James Walton

An inconvenient truth | 28 January 2016

For anybody who holds to the quaint notion that documentaries should be true, it would represent a serious betrayal if it weren’t

issue 30 January 2016

On the face of it, the Netflix documentary serial Making a Murderer should only take up ten hours of your life. Judging from my experience, though, its ten episodes will prove so overwhelmingly riveting that you’re going to need at least two more days to scour the internet in an obsessive quest for every scrap of information about the Steven Avery case — and several evenings to discuss it with any fellow viewers you can find.

If the fuss about the series has so far passed you by (and if it has, it probably won’t for much longer), you may have to trust me that the story it tells — through such unspectacular old-school methods as assiduously researched footage, talking heads and the occasional caption — is from real life. In 1985, Steven Avery, of Manitowoc County, Wisconsin was arrested for a particularly violent rape. The sheriff’s department made few bones about how much they disliked Steven and his extended family, who lived in trailers on a nearby scrapyard and were clearly (and perhaps not inaccurately) regarded as white trash. The local police suggested that a known offender called Gregory Allen might also be worth investigating, but the sheriff and his men took no notice and continued with their successful mission to ensure Avery was convicted.

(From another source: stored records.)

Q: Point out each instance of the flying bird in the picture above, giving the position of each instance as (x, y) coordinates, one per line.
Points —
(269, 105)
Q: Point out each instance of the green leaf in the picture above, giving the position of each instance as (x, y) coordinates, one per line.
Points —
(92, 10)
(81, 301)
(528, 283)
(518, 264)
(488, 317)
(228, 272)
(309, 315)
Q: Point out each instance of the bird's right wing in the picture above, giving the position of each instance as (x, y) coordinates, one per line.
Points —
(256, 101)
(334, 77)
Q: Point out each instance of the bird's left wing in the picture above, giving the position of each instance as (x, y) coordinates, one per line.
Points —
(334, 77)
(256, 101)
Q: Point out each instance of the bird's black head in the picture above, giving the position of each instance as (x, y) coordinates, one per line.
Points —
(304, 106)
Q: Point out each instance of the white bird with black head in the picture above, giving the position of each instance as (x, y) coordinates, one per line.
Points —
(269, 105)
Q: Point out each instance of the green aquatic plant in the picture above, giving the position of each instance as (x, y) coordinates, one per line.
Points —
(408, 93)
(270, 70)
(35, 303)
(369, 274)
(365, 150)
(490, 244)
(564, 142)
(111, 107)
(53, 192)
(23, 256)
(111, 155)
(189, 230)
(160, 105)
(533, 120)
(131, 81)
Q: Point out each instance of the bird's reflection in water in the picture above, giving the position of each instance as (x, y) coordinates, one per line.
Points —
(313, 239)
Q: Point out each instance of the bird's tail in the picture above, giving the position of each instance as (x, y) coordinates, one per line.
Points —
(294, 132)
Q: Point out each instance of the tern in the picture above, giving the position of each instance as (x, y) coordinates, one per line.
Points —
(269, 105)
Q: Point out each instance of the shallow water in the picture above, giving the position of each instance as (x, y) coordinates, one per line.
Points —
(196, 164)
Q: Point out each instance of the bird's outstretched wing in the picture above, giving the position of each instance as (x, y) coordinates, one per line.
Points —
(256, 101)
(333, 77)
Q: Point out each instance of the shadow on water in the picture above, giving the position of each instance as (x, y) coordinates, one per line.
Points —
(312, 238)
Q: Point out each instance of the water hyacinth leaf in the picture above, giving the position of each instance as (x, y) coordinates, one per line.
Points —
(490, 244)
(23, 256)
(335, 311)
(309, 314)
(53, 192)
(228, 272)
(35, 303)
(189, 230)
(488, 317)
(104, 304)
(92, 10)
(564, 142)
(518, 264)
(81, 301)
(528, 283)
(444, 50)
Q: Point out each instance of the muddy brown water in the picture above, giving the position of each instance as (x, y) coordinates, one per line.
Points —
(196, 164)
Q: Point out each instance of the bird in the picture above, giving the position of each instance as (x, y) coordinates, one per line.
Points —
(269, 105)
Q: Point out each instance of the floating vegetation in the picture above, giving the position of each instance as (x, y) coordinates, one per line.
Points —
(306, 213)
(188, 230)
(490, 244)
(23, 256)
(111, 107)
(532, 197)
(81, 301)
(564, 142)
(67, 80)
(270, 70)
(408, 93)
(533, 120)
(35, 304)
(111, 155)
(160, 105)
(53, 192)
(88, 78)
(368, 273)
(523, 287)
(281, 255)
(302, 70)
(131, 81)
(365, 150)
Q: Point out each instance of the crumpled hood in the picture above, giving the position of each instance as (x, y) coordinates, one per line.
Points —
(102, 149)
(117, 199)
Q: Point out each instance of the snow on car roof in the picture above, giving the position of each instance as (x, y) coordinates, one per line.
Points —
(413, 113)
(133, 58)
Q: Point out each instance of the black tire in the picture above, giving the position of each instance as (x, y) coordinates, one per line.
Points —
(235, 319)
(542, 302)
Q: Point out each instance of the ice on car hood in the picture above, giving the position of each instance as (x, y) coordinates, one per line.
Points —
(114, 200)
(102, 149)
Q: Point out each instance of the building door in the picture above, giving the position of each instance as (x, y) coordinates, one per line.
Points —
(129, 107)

After 18 years protesting his innocence in prison, Avery was freed in 2003, when improvements in DNA science meant that the rapist was revealed to have been Gregory Allen. Once released, he then set about suing the sheriff’s department for $36 million — until he was arrested and charged with the murder of 25-year-old Teresa Halbach.

This time, the evidence appeared rather more convincing: Teresa’s charred remains were found near his trailer, drops of his blood in her car, and her key in his bedroom.